Makeup and personal care products:Parabens are one of the most common preservatives used in cosmetics and are easily absorbed into the body. One study found that almost half of cosmetic products like lipstick, nail polish, shampoos and conditioners contain possibly harmful chemicals, especially phthalates or endocrine-disrupting chemicals.
Ways To Support the Immune System
While we can't control everything we're exposed to, we can control the products we use in our home – this is a great place to start.

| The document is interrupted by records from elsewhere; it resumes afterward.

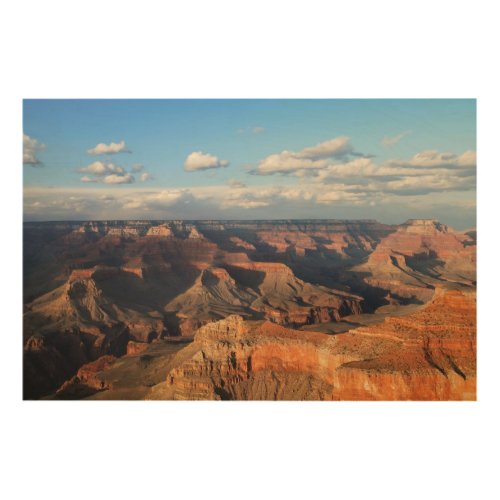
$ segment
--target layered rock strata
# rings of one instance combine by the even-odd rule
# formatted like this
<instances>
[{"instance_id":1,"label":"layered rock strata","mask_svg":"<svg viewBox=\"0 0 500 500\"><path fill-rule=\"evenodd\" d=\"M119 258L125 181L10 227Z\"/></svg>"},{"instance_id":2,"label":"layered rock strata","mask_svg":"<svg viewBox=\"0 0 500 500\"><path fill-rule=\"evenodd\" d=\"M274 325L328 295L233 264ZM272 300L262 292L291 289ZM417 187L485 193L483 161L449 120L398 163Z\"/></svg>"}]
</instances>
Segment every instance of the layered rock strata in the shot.
<instances>
[{"instance_id":1,"label":"layered rock strata","mask_svg":"<svg viewBox=\"0 0 500 500\"><path fill-rule=\"evenodd\" d=\"M475 296L461 291L337 336L230 316L200 328L149 397L475 399L475 352Z\"/></svg>"}]
</instances>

Always check labels. When you buy cleaning products, scrutinize labels for chemical ingredients like phthalates. Be wary of labels that list "fragrance" without breaking down ingredients. There are an increasing number of "green" brands of household products that are organic, non-toxic and better for the environment. You can also consult the Environmental Protection Agency's (EPA)Safer Choice program, where you can see if a cleaner meets EPA guidelines. Other resources include the Environmental Working Group — which gives product letter grades based on toxicity — and Made Safe.
Make your own natural household products. With a few everyday household items you most likely have in your pantry, making your own non-toxic household cleaning products is another great option. White vinegar, baking soda and an essential oil like tea tree oil can make a great all-purpose kitchen cleaner. For dish and hand soap, you could dilute castile soap with water and add citrus essential oils for a natural fragrance.
As you work to lower your toxic load by reducing exposure to harmful household products, keep in mind the many other lifestyle habits that support your immune system. Get regular exercise, adequate sleep, and prioritize a whole-food diet rich in fruits and vegetables. We can't avoid exposure to all of the toxins around us, but we can significantly support our immune health by focusing on the elements within our control.